Les pensées de guerre

L’incapacité des peuples européens à faire la guerre aujourd’hui, est le détournement de leurs pulsions par la société du spectacle et du divertissement.

« Une théorie, qui s’appuie sur de nombreuses lectures de l’histoire des civilisations et l’histoire militaire, est que l’homme fait la guerre depuis la nuit des temps, fondamentalement, parce qu’il aime ça. Le jeune homme dans la force de l’âge aime cet état limite. On ne pratique pas une activité aussi intensive durant des millénaires, aussi massivement, dans un dégoût unanime. »

Or c’est un phénomène historique rarissime auquel nous assistons. Cela c’était déjà vu à Rome, mais sur un échantillon de population beaucoup plus réduit, et au sein d’une société qui à ses limites demeurait extrêmement violente. Là nous assistons véritablement à un phénomène de masse. Notre violence tout comme notre besoin de catharsis, ou notre libido, sont sciemment détournés au profit de cette société du spectacle et de la consommation. On prend son shoot d’adrénaline sur console, on va prendre sa dose de cruauté sanguinolente sur netflix ou HBO, on va détourner nos pulsions sur Amazon, on va se dépasser au sein d’un job interchangeable et sans intérêt avant de prendre sa dose de psychotrope en pharmacie ou lors d’un afterwork.


Les paradoxes : L’incapacité des Occidentaux à faire la guerre, et même à penser la guerre, semble se traduire dans un triple étiolement intellectuel, physique et moral (spirituel).

– Moral et spirituel, puisque le culte du « Progrès » a remplacé toute forme de spiritualité ; bien au contraire, ce sont le mépris, voire la haine de tout ce qui est spirituel qui tiennent aujourd’hui lieu de « religion » ; seuls comptent désormais les besoins physiques et les plaisirs des sens. La science et la technique sont adulées telles d’antiques divinités païennes ;

– Intellectuel, puisque le déclin des forces spirituelles ne peut qu’entraîner un égarement, un dévoiement de la puissance intellectuelle ; l’Art et la Religion étant les deux faces d’une même médaille (le premier est l’expression vitale et charnelle de la seconde), la « culture » ne pourra en effet que sombrer dans l’insignifiance dès lors que les hommes se détournent de Dieu ;

– Physique, enfin : car le confort matériel et technologique ainsi que l’absence de danger, de violence, en un mot : de guerre ont conduit à délaisser la force physique, à la compter pour accessoire, voire facultative ou totalement inutile… l’engouement des jeunes gens pour les salles de musculation témoigne moins d’une saine apologie de la Force que d’une « volonté de jouissance » : il s’agit de correspondre aux critères d’attractivité sexuelle en vogue, sans oublier bien sûr la « contemplation » narcissique devant le miroir, qu’on s’empressera de partager avec les autres malades égotiques à coups de selfies.

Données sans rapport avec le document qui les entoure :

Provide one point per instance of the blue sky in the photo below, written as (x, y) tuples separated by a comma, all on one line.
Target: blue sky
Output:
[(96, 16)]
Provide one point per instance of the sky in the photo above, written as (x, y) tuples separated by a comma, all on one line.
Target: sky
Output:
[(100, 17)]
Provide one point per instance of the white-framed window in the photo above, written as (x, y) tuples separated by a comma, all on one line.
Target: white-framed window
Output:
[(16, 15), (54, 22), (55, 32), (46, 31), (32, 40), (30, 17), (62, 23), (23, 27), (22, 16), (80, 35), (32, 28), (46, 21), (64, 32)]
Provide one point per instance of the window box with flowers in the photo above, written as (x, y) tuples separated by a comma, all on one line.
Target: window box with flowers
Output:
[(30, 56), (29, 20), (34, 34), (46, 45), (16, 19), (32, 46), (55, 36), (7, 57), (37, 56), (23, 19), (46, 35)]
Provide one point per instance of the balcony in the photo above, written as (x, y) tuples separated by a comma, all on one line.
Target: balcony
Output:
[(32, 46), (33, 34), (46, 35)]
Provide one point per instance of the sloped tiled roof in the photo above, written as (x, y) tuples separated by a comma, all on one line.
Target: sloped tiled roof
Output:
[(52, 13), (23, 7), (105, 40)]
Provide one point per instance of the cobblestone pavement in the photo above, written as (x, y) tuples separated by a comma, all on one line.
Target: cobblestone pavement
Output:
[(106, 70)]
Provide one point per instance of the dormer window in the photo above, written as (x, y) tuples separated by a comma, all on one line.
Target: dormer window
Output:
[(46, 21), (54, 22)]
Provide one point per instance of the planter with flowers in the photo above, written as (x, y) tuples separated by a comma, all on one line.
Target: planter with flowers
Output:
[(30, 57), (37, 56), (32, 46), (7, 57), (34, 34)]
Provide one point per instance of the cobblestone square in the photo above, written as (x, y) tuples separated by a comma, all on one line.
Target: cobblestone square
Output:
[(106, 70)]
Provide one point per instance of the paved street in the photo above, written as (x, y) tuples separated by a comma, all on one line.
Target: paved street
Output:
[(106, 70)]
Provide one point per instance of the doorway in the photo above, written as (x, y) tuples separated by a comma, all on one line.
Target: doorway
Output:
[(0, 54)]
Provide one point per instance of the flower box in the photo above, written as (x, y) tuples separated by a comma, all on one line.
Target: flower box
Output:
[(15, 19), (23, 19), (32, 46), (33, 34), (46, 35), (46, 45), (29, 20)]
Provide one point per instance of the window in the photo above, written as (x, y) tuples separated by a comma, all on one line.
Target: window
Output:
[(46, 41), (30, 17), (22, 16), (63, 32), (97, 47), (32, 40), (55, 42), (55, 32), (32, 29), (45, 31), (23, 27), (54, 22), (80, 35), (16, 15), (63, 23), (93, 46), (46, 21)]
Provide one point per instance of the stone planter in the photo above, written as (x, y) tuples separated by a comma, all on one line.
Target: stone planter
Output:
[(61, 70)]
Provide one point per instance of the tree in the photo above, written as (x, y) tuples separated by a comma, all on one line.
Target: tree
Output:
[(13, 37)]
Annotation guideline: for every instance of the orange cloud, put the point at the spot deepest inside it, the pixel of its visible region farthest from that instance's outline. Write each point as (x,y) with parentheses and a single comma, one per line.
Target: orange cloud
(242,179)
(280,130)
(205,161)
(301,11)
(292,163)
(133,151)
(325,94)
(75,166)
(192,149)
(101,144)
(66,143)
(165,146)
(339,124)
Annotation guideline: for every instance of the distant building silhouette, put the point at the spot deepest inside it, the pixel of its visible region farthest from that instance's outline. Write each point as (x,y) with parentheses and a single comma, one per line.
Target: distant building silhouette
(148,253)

Et c’est ainsi qu’on aboutit à des existences de larves sans âme, engluées dans une sorte de virtualité, de pénombre semi-consciente, comme aspirées de l’intérieur par la futilité d’une vie au jour le jour, sans passé ni avenir, sans but ni direction, les yeux rivés sur leurs écrans mais totalement déconnectées de ce qui est το τιμιωτατον, le plus important, comme disait Plotin. Des existences (et non des vies) qui atteignent à peine la dignité des plantes. N’importe quel arbre possède plus de décence et d’honorabilité qu’un citadin occidental.

Mais est-ce à dire que les guerres sont une nécessité ? Pourrions-nous sauver toutes ces âmes en perdition en déclenchant un orage d’acier ?

Pensée absurde, cruelle.

Et pourtant.
Ne faudrait-il pas, comme dans certains pays, entretenir non pas le désir de la guerre mais du moins le désir d’être à la hauteur si elle devait, par male chance, survenir – se préparer à son éventualité ?
Ne faudrait-il pas entretenir un climat de tension permanente – par opposition aux corps relâchés, étalés, répandus de façon visqueuse, presque liquide dans les fauteuils et les canapés – afin de choquer, électrifier, raffermir ces chairs molles ?
Ne faudrait-il pas entretenir un certain idéal militaire, un certain mythe du soldat, c’est-à-dire de la Loyauté, de la Fierté, du Sacrifice… à défaut de ressusciter l’antique Code de chevalerie ?

Tout cela implique de quitter la bulle protectrice et infantilisante de l’OTAN, de rompre le lien de vassalité qui nous unit à nos suzerains américains et d’assumer désormais seuls notre Défense. J’ai bien peur que nous en soyons plus éloignés que jamais.